The Bank of Canada says home price drops driven by the recent hikes to interest rates weren’t as steep as monetary policymakers would usually expect, thanks largely to a “structural” lack of supply.
But economists who spoke to Global News say the housing correction likely isn’t finished, with more declines to come.
Carolyn Rogers, senior deputy governor at the Bank of Canada, discussed the central bank’s view of the housing market on Wednesday after holding interest rates steady for the second consecutive time.
She said that the housing market has been more resilient to rate hikes to date than historical patterns would have suggested.
Rogers explained that home purchases are among the most sensitive parts of the economy to respond to interest rate changes, as they’re big-ticket items typically bought with a loan.

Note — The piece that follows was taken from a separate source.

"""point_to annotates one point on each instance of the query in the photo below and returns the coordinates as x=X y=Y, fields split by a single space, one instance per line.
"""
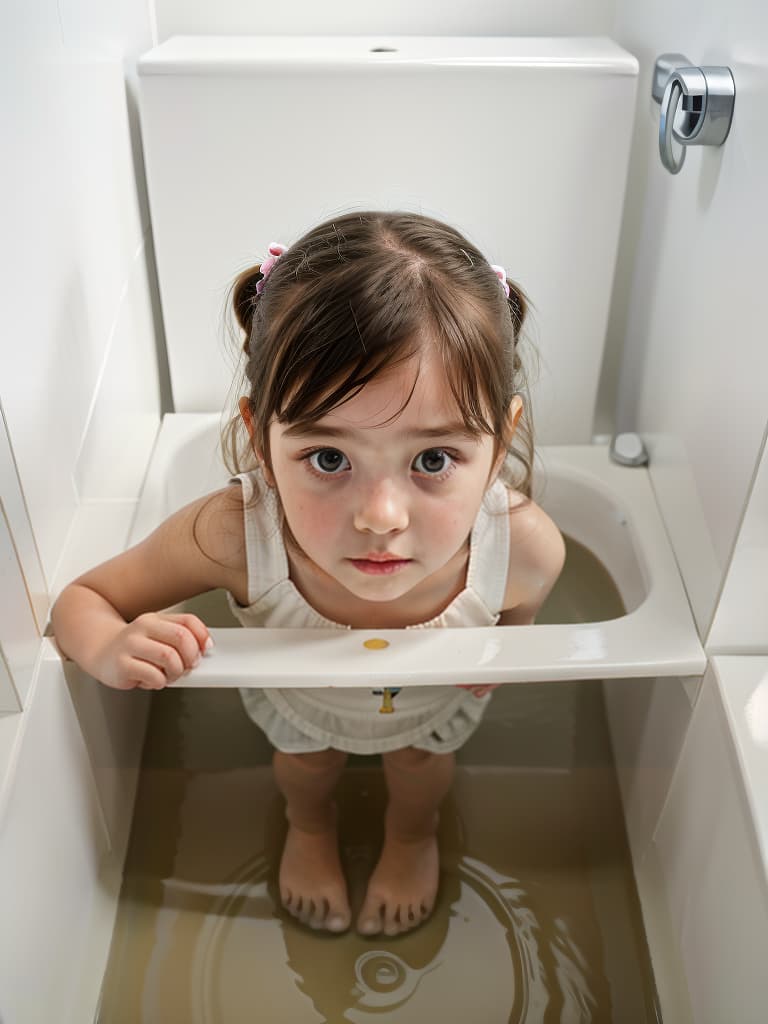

“As interest rates come down, house prices will move up a bit and they’ll come off as interest rates come back up,” she said of historic norms.
“We haven’t seen that same dynamic,” Rogers continued.
“They’ve come off a bit this time, but we’re not seeing, relative to the degree of rate increases, the decline in house prices that we would expect.”
Home prices did see a material drop in the first stages of the Bank of Canada’s tightening cycle.
Between March 2022 when the central bank began its rate hikes to January 2023 when it announced a “conditional pause” in tightening, Canadian Real Estate Association data shows an 18-per cent drop in the aggregate benchmark price of a home.
After that point, home prices rose another eight per cent in the spring rebound before peaking again in June, with a relatively slower decline in aggregate prices observed nationally since then.